Let's work out the details (now updated with answers):
- How many dump runs do we keep?
- 3 for now
- Do we need to stop keeping so many of some other type of dump?
- Not at the moment
- What credentials do we need to retrieve files from AWS?
- Fixed text strings which have been provided to us and will be stored in the private puppet repo
- We won't be rsyncing because we only want one of the many daily runs that OKAPI will have available; does this mean a custom script?
- Yes and it's done-ish
- Do we want to just proxy for the given files instead? This could incur AWS costs, and would mean being clever about only serving requests for certain runs.
- No we don't.
What about the future? There will be other datasets; what will we do about space for those?
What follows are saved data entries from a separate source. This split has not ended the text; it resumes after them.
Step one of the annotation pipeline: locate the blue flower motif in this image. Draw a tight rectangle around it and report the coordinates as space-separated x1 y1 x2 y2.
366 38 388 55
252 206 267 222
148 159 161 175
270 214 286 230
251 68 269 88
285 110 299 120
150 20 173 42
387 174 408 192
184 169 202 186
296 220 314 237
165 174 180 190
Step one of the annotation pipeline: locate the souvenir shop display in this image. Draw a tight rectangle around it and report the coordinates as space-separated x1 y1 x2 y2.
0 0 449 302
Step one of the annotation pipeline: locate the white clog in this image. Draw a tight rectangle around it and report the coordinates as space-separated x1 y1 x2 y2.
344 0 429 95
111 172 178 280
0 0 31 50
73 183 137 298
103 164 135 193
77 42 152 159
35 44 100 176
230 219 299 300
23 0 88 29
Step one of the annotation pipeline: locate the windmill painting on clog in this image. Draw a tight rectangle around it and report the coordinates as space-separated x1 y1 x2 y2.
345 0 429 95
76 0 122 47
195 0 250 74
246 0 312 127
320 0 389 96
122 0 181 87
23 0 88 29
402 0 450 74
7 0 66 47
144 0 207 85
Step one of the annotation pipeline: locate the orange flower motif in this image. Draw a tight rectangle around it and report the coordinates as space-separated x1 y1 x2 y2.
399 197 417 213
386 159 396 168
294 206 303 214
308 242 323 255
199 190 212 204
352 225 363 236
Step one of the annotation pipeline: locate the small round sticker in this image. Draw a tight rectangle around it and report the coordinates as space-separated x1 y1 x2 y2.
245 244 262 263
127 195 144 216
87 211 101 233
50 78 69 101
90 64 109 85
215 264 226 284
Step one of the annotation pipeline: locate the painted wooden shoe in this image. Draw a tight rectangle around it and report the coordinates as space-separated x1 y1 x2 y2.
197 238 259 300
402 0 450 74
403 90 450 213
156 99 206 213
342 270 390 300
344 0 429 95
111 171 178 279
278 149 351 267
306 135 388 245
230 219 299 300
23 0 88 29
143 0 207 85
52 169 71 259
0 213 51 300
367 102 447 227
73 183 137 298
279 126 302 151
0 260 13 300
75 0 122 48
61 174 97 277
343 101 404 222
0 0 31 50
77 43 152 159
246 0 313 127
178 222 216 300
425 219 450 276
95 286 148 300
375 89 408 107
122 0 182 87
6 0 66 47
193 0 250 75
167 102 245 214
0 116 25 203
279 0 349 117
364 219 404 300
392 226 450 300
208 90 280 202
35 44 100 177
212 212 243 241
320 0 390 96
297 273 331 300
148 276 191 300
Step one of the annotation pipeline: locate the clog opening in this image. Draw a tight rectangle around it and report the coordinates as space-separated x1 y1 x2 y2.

That will be discussed in a future task if needed.
TODOs remaining:
- Add cleanup of tmp files to downloader script
- Add puppetization of enterprise_html/run and tmp dirs to puppet so script does not need to create them
- Add downloader script to puppet
- Add Enterprise credentials to puppet
- Run downloader script via systemd timer instead of manually -- IN PROGRESS
- Run rsync from web server to nfs server (i.e. from one labstore box to the other) of Enterprise dumps, via systemd timer
- Add cleanup of older downloads so we keep only a specified number of runs
I'll add other things if they come up, hopefully they won't.